(8-30-17) The debate about patient consent that I’ve highlighted this week has spurred additional interest in the first meeting of the congressional mental health advisory committee scheduled for August 31, Thursday, here in Washington D.C.
I’ve received emails from readers who have asked if involuntary commitment laws will be discussed. That’s highly unlikely because involuntary commitment standards are set by each state – not the federal government – based on a “dangerous” criteria established by a U.S. Supreme Court ruling.
This first meeting will be about introductions of commission members and potential topics to be discussed in the future.
In preparation, I’ve been asking for suggestions about steps that can be taken to improve the federal system. Here are some of the ideas that have been shared with me.
Medication pre-authorization: a suggestion from Dr. Dinah Miller, c0-author of Committed: The Battle over Involuntary Psychiatric Care.
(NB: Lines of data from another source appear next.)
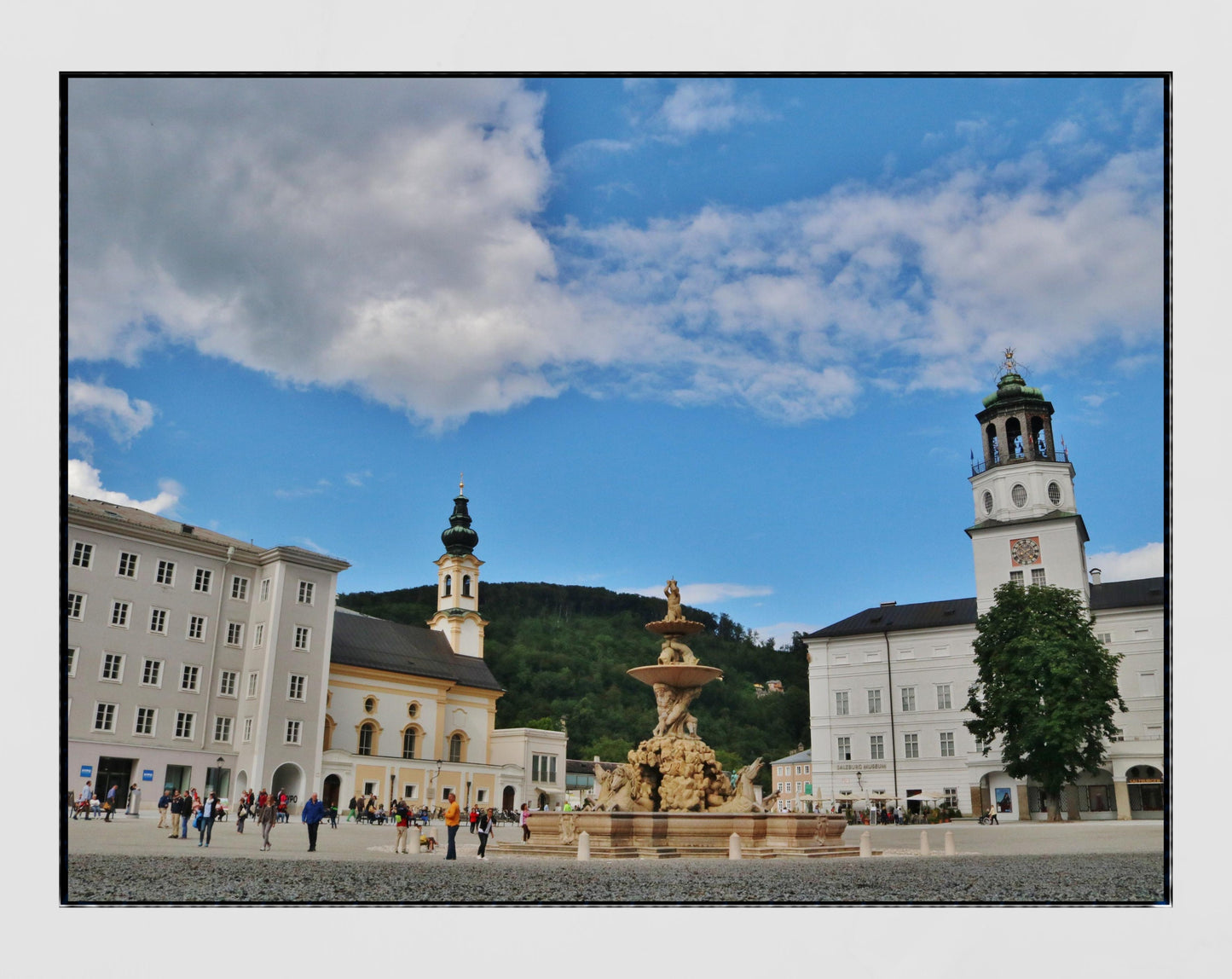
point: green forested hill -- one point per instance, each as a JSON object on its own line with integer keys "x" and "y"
{"x": 561, "y": 652}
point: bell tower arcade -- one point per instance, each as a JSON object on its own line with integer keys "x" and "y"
{"x": 1027, "y": 528}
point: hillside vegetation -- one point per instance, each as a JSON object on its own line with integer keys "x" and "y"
{"x": 561, "y": 652}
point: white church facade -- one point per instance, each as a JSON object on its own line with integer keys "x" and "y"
{"x": 888, "y": 685}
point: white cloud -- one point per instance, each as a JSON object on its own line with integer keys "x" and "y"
{"x": 108, "y": 408}
{"x": 701, "y": 594}
{"x": 386, "y": 235}
{"x": 84, "y": 481}
{"x": 1141, "y": 563}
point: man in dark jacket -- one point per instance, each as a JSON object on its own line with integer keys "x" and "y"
{"x": 315, "y": 812}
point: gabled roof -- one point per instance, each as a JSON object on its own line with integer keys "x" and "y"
{"x": 899, "y": 618}
{"x": 963, "y": 611}
{"x": 1127, "y": 594}
{"x": 379, "y": 644}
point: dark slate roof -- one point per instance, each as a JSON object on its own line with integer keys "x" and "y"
{"x": 899, "y": 618}
{"x": 963, "y": 611}
{"x": 1127, "y": 594}
{"x": 379, "y": 644}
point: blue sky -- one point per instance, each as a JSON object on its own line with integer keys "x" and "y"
{"x": 731, "y": 331}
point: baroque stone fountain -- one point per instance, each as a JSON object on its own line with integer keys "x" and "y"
{"x": 672, "y": 797}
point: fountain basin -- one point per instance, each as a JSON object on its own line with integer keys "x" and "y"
{"x": 675, "y": 675}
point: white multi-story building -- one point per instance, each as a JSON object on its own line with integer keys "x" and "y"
{"x": 180, "y": 645}
{"x": 201, "y": 661}
{"x": 888, "y": 685}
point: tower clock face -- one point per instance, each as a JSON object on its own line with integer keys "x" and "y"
{"x": 1024, "y": 550}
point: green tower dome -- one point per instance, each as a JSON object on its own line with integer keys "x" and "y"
{"x": 459, "y": 538}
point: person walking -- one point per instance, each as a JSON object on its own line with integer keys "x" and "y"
{"x": 399, "y": 841}
{"x": 312, "y": 815}
{"x": 484, "y": 825}
{"x": 206, "y": 821}
{"x": 453, "y": 819}
{"x": 265, "y": 819}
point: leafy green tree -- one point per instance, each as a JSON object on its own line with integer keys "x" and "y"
{"x": 1046, "y": 687}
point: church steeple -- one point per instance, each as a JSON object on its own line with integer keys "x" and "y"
{"x": 457, "y": 583}
{"x": 1027, "y": 527}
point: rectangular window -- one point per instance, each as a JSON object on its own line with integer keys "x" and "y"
{"x": 152, "y": 672}
{"x": 105, "y": 718}
{"x": 184, "y": 721}
{"x": 143, "y": 724}
{"x": 113, "y": 667}
{"x": 83, "y": 553}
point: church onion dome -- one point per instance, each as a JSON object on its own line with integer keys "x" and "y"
{"x": 459, "y": 538}
{"x": 1013, "y": 387}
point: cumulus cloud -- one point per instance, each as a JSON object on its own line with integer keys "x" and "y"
{"x": 1141, "y": 563}
{"x": 84, "y": 481}
{"x": 108, "y": 408}
{"x": 386, "y": 235}
{"x": 701, "y": 594}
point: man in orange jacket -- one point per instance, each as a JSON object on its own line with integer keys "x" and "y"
{"x": 453, "y": 818}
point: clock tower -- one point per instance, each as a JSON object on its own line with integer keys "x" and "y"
{"x": 457, "y": 583}
{"x": 1027, "y": 527}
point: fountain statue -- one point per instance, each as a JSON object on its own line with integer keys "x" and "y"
{"x": 674, "y": 771}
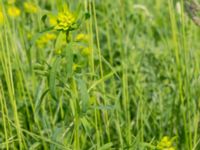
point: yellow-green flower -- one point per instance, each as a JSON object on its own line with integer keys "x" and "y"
{"x": 166, "y": 144}
{"x": 52, "y": 20}
{"x": 65, "y": 21}
{"x": 1, "y": 18}
{"x": 30, "y": 7}
{"x": 82, "y": 37}
{"x": 13, "y": 11}
{"x": 11, "y": 1}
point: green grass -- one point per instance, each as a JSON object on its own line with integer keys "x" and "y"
{"x": 139, "y": 83}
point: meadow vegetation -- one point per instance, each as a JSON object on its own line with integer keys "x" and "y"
{"x": 99, "y": 75}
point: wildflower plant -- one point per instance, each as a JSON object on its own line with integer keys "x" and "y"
{"x": 166, "y": 143}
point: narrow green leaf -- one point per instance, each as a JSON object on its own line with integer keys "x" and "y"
{"x": 52, "y": 77}
{"x": 83, "y": 95}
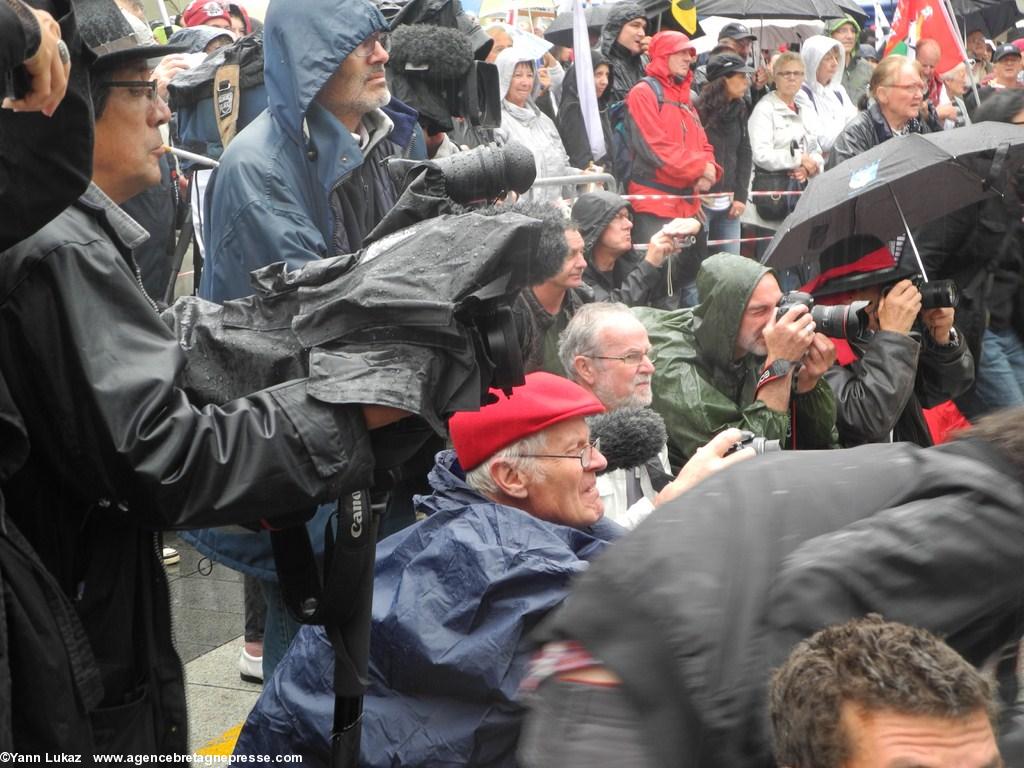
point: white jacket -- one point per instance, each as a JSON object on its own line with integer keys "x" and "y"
{"x": 779, "y": 136}
{"x": 825, "y": 108}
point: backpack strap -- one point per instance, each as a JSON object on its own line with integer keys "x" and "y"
{"x": 225, "y": 99}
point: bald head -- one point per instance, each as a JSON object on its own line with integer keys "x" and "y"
{"x": 928, "y": 56}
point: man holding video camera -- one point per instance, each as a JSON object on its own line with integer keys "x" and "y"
{"x": 117, "y": 450}
{"x": 306, "y": 179}
{"x": 911, "y": 356}
{"x": 736, "y": 359}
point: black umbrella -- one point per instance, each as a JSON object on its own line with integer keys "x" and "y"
{"x": 774, "y": 8}
{"x": 901, "y": 183}
{"x": 990, "y": 16}
{"x": 560, "y": 31}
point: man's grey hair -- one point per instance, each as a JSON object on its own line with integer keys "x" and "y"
{"x": 515, "y": 455}
{"x": 581, "y": 336}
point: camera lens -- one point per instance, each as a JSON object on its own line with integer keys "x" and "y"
{"x": 939, "y": 293}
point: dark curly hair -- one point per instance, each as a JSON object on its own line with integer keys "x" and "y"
{"x": 715, "y": 107}
{"x": 877, "y": 665}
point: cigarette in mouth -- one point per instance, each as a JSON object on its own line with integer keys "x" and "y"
{"x": 201, "y": 159}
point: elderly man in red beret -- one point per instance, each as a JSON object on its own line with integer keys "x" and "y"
{"x": 514, "y": 515}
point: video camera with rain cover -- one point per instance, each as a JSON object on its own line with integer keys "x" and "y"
{"x": 436, "y": 66}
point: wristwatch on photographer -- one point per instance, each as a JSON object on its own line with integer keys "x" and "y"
{"x": 776, "y": 370}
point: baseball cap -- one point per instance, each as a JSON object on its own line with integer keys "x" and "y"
{"x": 201, "y": 11}
{"x": 723, "y": 65}
{"x": 1007, "y": 49}
{"x": 116, "y": 37}
{"x": 736, "y": 31}
{"x": 544, "y": 400}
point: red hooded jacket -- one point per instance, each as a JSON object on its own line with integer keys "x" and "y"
{"x": 675, "y": 150}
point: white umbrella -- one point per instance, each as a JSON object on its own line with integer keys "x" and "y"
{"x": 771, "y": 33}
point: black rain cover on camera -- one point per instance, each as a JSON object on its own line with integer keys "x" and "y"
{"x": 393, "y": 325}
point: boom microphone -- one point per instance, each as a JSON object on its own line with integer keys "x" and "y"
{"x": 630, "y": 436}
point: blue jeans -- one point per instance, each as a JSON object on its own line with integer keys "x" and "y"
{"x": 998, "y": 378}
{"x": 720, "y": 226}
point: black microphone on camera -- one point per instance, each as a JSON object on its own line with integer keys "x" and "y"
{"x": 630, "y": 436}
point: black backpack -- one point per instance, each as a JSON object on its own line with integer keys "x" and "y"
{"x": 625, "y": 132}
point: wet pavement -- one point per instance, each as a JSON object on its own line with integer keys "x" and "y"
{"x": 207, "y": 606}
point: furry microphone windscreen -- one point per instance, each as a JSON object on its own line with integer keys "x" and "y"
{"x": 630, "y": 436}
{"x": 435, "y": 51}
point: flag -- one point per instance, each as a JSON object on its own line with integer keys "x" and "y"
{"x": 918, "y": 19}
{"x": 685, "y": 13}
{"x": 584, "y": 66}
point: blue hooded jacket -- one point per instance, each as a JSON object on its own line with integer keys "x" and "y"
{"x": 269, "y": 200}
{"x": 455, "y": 596}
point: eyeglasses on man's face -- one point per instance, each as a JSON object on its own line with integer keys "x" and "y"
{"x": 587, "y": 457}
{"x": 136, "y": 88}
{"x": 633, "y": 359}
{"x": 908, "y": 87}
{"x": 368, "y": 46}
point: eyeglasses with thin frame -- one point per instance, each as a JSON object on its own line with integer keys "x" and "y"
{"x": 368, "y": 46}
{"x": 585, "y": 457}
{"x": 136, "y": 88}
{"x": 633, "y": 359}
{"x": 909, "y": 87}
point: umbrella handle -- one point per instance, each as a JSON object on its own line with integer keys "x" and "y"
{"x": 909, "y": 235}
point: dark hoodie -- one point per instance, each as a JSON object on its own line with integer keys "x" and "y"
{"x": 632, "y": 281}
{"x": 627, "y": 68}
{"x": 699, "y": 389}
{"x": 570, "y": 125}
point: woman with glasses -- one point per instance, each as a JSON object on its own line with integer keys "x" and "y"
{"x": 724, "y": 113}
{"x": 822, "y": 98}
{"x": 897, "y": 90}
{"x": 522, "y": 121}
{"x": 783, "y": 143}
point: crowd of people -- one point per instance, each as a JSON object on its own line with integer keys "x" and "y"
{"x": 667, "y": 545}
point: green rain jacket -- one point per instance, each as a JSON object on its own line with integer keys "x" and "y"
{"x": 698, "y": 388}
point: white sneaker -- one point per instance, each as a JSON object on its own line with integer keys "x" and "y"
{"x": 251, "y": 668}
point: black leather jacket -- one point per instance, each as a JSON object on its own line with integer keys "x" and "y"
{"x": 119, "y": 452}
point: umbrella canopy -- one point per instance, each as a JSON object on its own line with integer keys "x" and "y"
{"x": 901, "y": 183}
{"x": 560, "y": 30}
{"x": 773, "y": 8}
{"x": 991, "y": 16}
{"x": 771, "y": 34}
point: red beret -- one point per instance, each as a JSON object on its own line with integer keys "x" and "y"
{"x": 544, "y": 400}
{"x": 200, "y": 11}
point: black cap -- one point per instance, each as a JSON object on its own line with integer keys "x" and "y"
{"x": 852, "y": 273}
{"x": 116, "y": 37}
{"x": 736, "y": 31}
{"x": 723, "y": 65}
{"x": 1007, "y": 49}
{"x": 868, "y": 52}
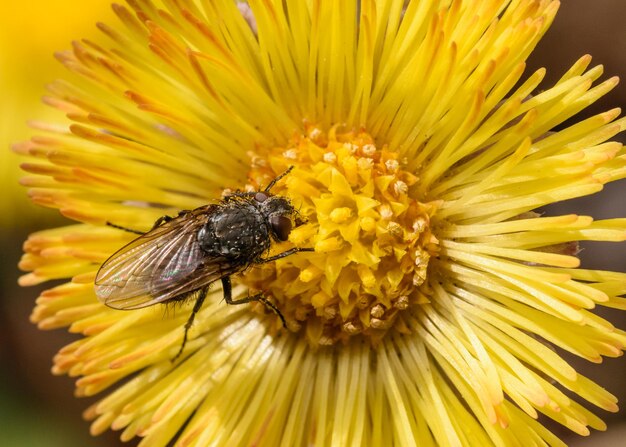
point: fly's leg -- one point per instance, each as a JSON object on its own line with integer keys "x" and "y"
{"x": 284, "y": 254}
{"x": 228, "y": 297}
{"x": 196, "y": 309}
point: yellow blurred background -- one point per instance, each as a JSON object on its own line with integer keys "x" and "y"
{"x": 37, "y": 409}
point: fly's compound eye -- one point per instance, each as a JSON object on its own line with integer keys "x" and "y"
{"x": 281, "y": 226}
{"x": 260, "y": 197}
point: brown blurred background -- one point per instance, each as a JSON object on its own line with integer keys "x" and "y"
{"x": 38, "y": 409}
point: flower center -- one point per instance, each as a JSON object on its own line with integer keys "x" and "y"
{"x": 371, "y": 237}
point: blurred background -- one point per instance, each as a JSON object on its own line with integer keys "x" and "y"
{"x": 38, "y": 409}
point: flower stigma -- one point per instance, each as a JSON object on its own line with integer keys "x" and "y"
{"x": 371, "y": 235}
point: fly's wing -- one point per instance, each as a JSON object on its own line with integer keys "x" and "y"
{"x": 160, "y": 265}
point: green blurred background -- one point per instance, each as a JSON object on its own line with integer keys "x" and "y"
{"x": 38, "y": 409}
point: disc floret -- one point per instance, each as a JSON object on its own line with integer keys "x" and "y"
{"x": 371, "y": 236}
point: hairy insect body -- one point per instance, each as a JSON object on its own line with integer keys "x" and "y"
{"x": 180, "y": 257}
{"x": 238, "y": 232}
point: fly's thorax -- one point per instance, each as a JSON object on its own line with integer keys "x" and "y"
{"x": 237, "y": 231}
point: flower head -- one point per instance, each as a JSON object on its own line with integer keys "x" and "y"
{"x": 428, "y": 311}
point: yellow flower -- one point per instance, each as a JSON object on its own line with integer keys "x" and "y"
{"x": 28, "y": 38}
{"x": 427, "y": 314}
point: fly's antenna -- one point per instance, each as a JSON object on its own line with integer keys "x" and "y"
{"x": 273, "y": 182}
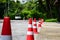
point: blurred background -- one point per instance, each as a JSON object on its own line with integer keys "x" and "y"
{"x": 49, "y": 10}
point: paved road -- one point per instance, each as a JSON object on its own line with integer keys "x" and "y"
{"x": 50, "y": 31}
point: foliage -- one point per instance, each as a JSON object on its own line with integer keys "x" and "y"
{"x": 34, "y": 9}
{"x": 51, "y": 20}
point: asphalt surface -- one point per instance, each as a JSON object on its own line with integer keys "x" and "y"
{"x": 49, "y": 31}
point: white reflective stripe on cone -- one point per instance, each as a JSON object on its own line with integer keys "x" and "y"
{"x": 39, "y": 29}
{"x": 34, "y": 27}
{"x": 34, "y": 22}
{"x": 6, "y": 37}
{"x": 29, "y": 33}
{"x": 29, "y": 25}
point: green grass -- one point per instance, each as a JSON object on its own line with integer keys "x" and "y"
{"x": 51, "y": 20}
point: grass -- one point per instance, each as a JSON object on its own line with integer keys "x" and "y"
{"x": 51, "y": 20}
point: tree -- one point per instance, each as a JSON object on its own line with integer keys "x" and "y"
{"x": 57, "y": 4}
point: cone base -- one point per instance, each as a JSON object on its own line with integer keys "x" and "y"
{"x": 6, "y": 37}
{"x": 30, "y": 37}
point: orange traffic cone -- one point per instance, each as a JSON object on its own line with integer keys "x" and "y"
{"x": 35, "y": 26}
{"x": 30, "y": 35}
{"x": 6, "y": 30}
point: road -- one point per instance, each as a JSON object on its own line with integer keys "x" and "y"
{"x": 49, "y": 31}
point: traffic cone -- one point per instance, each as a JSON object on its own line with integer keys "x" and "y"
{"x": 30, "y": 35}
{"x": 39, "y": 26}
{"x": 6, "y": 30}
{"x": 35, "y": 26}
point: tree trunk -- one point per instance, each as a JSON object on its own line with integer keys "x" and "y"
{"x": 48, "y": 8}
{"x": 57, "y": 4}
As you probably know, when a patient is prescribed a medication, they may go to the drug store to fill it, only to be told that it requires “pre-authorization.” The pharmacy may then contact the prescriber by sending a form that needs to be filled out, or the prescriber may need to call the insurance company’s pharmacy benefits manager (PBM) to negotiate for the patient to be approved for the medication, a process that often takes 20-30 minutes of uncompensated doctor time. Sometimes it’s just a hoop to jump through, often the PBM wants to know that the patient has failed other, cheaper, medications or that there is a specific diagnosis that requires this specific medications without any leeway to use medications “Off label” as we sometimes resort to. Usually the process is instituted for expensive medications, but not always: one psychiatrist recently mentioned that she spent 30 minutes getting authorization for a sleeping pill — she was not aware that a 90 day supply of the medication could be obtained at WalMart for $10, much less than the cost of her time.